When you add to this the fact that it's possible to deliberately construct regexes that are much more complicated to evaluate (particularly if you allow extensions beyond a true regular language) - potentially being a DoS target - and many repos won't be cached when the search comes in (or caching them would also be very expensive), the costs just get higher.
In contrast, a simple keyword search can be performed with a predictable, low cost, so it's no wonder that they'd prefer to implement this instead.
>When you add to this the fact that it's possible to deliberately construct regexes that are much more complicated to evaluate (particularly if you allow extensions beyond a true regular language) - potentially being a DoS target
Only if you allow extensions, but then they aren't regular expressions.
Ahhh, "extension" meaning not in the POSIX basic definition. Sure. Though I don't know many tools that implement REs in that basic form. They almost all include features outside that definition.
No, extension as in it is not regular. Nothing to do with POSIX. RE2, Go and Rust do not provide backreference support in exchange for predictable performance.
There are plenty of regex engines that are guaranteed O(n) for all regexes they accept. There's re2, go-regex, and rust-regex just to list a few popular ones.
They still use Perl-like syntax, and might still be able to parse non-regular languages, but you don't need to worry about users deliberately crafting regexes to eat up CPU time like PCRE.
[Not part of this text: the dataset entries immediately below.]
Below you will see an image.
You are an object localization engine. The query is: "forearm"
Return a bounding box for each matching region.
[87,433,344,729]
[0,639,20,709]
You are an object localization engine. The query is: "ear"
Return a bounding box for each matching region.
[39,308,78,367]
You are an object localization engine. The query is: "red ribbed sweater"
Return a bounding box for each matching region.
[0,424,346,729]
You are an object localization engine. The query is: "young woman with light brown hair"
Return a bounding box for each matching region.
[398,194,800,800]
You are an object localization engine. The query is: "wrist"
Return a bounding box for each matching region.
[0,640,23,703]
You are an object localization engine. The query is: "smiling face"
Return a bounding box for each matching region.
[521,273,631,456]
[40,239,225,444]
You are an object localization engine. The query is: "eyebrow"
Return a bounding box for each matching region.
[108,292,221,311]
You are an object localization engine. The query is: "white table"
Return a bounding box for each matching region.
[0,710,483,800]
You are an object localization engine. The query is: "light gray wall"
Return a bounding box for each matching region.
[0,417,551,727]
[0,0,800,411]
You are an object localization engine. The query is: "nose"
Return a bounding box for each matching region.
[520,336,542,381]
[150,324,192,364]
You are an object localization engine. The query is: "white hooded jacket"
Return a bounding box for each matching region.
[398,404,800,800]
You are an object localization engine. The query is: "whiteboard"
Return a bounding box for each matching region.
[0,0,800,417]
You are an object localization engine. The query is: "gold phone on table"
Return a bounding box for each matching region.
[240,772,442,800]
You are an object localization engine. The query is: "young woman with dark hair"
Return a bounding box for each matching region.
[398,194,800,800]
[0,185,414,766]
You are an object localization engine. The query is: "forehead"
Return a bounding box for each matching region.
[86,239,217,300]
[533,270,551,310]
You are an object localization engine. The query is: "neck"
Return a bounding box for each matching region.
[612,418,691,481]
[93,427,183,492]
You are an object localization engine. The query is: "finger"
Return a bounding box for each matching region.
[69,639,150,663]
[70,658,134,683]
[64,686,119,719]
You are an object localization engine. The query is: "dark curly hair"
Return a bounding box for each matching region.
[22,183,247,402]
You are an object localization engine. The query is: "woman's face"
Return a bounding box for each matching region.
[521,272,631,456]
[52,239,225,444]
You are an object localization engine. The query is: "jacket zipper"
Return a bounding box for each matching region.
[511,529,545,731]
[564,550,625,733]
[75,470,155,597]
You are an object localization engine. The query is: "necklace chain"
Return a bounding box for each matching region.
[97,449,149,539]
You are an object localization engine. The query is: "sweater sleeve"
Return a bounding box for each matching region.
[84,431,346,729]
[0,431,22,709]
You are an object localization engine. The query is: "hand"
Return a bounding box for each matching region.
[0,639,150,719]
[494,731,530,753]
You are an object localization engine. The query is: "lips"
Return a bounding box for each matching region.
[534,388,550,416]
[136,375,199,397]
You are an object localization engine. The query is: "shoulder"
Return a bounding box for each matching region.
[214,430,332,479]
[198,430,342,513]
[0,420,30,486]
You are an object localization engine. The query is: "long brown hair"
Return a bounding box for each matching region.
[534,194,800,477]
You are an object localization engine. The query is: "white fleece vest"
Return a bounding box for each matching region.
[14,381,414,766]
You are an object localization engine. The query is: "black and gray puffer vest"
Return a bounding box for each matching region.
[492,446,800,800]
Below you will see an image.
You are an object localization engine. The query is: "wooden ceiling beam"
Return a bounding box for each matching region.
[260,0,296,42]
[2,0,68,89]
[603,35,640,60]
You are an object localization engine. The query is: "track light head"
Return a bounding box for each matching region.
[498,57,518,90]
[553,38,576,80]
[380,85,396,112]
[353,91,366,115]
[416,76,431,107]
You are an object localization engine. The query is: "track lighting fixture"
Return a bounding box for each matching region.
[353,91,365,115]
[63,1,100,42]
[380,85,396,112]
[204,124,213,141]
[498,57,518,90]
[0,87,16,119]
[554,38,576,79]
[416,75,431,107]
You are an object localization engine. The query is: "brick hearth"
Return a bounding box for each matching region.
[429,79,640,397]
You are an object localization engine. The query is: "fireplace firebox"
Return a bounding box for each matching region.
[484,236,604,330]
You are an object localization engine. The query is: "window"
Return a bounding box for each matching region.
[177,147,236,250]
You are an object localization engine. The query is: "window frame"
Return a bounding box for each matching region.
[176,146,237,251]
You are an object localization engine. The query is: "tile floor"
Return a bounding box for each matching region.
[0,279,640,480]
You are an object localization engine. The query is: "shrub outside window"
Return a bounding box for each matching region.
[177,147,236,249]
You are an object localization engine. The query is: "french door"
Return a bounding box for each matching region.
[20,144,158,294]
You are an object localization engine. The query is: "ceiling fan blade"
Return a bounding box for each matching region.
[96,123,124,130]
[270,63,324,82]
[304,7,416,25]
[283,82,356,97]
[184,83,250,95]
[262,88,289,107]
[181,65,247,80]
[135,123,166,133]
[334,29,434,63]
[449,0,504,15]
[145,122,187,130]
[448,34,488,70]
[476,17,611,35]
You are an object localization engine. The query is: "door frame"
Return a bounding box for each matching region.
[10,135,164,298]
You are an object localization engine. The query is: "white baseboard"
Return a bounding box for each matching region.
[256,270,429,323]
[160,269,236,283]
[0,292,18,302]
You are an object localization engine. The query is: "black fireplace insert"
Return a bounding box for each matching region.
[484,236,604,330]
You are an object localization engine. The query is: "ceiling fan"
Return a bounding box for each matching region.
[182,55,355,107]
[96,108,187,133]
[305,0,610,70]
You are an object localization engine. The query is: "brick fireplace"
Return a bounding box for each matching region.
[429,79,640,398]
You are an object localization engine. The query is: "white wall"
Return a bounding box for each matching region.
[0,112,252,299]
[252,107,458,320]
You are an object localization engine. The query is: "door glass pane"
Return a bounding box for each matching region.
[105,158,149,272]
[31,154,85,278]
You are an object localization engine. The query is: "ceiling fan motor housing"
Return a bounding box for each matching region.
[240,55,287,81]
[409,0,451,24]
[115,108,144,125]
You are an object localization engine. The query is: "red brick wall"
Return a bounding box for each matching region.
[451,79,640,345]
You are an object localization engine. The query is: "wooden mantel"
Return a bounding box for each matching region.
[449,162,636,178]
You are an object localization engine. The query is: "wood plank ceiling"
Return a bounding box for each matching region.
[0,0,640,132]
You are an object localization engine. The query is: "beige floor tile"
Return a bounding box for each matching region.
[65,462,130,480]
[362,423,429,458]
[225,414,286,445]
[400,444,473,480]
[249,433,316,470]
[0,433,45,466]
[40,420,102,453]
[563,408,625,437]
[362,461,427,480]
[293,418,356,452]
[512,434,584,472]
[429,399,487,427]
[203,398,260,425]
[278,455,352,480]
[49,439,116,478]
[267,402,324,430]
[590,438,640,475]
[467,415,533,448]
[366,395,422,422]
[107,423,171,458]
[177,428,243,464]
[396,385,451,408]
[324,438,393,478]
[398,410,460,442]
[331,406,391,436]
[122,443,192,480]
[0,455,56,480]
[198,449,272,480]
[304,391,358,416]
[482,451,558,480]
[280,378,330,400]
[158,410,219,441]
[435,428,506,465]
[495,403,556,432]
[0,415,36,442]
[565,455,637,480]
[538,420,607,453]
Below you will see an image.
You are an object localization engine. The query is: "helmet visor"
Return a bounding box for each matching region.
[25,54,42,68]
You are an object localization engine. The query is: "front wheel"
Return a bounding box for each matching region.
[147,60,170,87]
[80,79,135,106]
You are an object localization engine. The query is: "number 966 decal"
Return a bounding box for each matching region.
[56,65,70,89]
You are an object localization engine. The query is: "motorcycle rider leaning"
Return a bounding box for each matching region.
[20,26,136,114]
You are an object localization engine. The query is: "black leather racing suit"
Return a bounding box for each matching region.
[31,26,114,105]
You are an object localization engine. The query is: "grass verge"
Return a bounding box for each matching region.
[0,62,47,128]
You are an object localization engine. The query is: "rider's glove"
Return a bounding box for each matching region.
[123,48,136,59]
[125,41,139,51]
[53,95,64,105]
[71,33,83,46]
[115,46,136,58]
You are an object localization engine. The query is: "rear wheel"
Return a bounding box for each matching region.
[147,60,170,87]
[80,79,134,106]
When you add to this the fact that it's possible to deliberately construct regexes that are much more complicated to evaluate (particularly if you allow extensions beyond a true regular language) - potentially being a DoS target - and many repos won't be cached when the search comes in (or caching them would also be very expensive), the costs just get higher.
In contrast, a simple keyword search can be performed with a predictable, low cost, so it's no wonder that they'd prefer to implement this instead.